Zhang Zhixu swallowed back the “ity” that hadn’t made it out, staring in genuine shock.

“These are people’s leftovers, and you’re selling them?!”

“What’s wrong with that?” She began ladling congee into bowls. “Today’s expenses were enormous — this is to make back some of it.”

“You—”

His upbringing was too refined to produce anything crude, but Chen Baoxiang could sense his shame and indignation radiating outward.

She collected her five coins and laughed lightly: “Immortal — think about it. If the two of us, fresh out of that black workshop, had come across a stall like this, would we feel insulted by being offered leftovers? Or would we think, today really is our lucky day?”

Zhang Zhixu went still. The tension eased, very slightly, from his spine.

It was true. The version of Chen Baoxiang who’d had only a hundred coins left and hadn’t even been able to buy a bun — if she had come across a great bowl of meat congee selling for only five coins, she would have been delirious with joy.

He looked toward the crowd ahead. Before the calls had gone out more than a few times, over twenty people had already lined up by the wooden tubs. They wore ragged clothes, their faces grey with grime, every one of them staring with fixed desperation at the ladle in Chen Baoxiang’s hand — terrified that by the time it reached them, there would be nothing left.

And those who did manage to get a bowl: one sip, and exclamations broke out.

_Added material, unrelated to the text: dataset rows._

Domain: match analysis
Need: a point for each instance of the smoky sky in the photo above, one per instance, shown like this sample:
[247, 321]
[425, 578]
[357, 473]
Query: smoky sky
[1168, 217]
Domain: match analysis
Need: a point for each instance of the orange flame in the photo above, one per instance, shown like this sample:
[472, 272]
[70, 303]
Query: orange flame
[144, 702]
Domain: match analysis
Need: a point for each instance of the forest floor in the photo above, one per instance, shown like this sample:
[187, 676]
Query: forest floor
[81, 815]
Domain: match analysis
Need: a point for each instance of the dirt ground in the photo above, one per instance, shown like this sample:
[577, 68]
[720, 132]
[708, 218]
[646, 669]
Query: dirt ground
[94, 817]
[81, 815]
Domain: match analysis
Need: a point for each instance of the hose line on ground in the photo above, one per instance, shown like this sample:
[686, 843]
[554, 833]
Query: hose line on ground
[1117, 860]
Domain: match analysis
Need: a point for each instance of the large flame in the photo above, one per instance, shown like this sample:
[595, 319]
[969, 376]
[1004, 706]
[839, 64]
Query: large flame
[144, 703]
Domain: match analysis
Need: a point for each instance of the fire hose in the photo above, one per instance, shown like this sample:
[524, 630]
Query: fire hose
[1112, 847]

“There are lamb bones in this — and actual meat!”

“Really? Get me a bowl.”

“Five bowls for me!”

Two great wooden tubs, and in less than half an hour, every last drop was sold.

Zhang Zhixu looked out into the distance. The Great Sheng dynasty was in a time of peace and prosperity — the streets of Shangjing were bustling, and every person he could see seemed well-fed and well-clothed.

Yet looking at the scene before him now — raw and harrowing as an open wound — he suddenly felt that his earlier notions of “the ordinary person’s life” were laughable.

“Where did those people go?” He watched the empty bowls on the ground and said with some bewilderment, gesturing for Chen Baoxiang to look: “They were right here just a moment ago — I glanced away for an instant and they simply vanished.”

Chen Baoxiang was tidying up the wooden tubs and didn’t look up: “Went home.”

“Every door and shutter on the surrounding buildings has been tightly closed the whole time — there’s no way they went home.”

“Who told you a home has to be inside a building?”

What else could a home be, if not inside a building?

Zhang Zhixu was about to say she must be putting him off, when Chen Baoxiang stepped forward a few paces, rounded a pile of discarded clutter, and tilted her chin toward something below: “There — have you ever seen this?”

A hole roughly the width of a well-mouth, pitch-black inside — like an abandoned drainage channel.

Nearby, a man had finished his congee, set down his bowl, wiped his mouth, and dropped in with practiced ease.

Zhang Zhixu’s pupils contracted.

Shangjing received abundant rainfall. To protect its streets and buildings from flooding, the Great Sheng dynasty had — beginning with Emperor Shengwu — extensively constructed drainage channels throughout the city. The underground channels ran beneath all of Shangjing, and they were not narrow little gullies but passages taller and wider than a man’s height.

He had learned all of this. He had known all of it.

What he had not known — had never once thought — was that people might actually live in those passages. Down there it was lightless and sunless, and the air carried a foul smell. How could anyone possibly live in such a place?

“Immortal,” said Chen Baoxiang, “guess what kind of people make up the largest group down there.”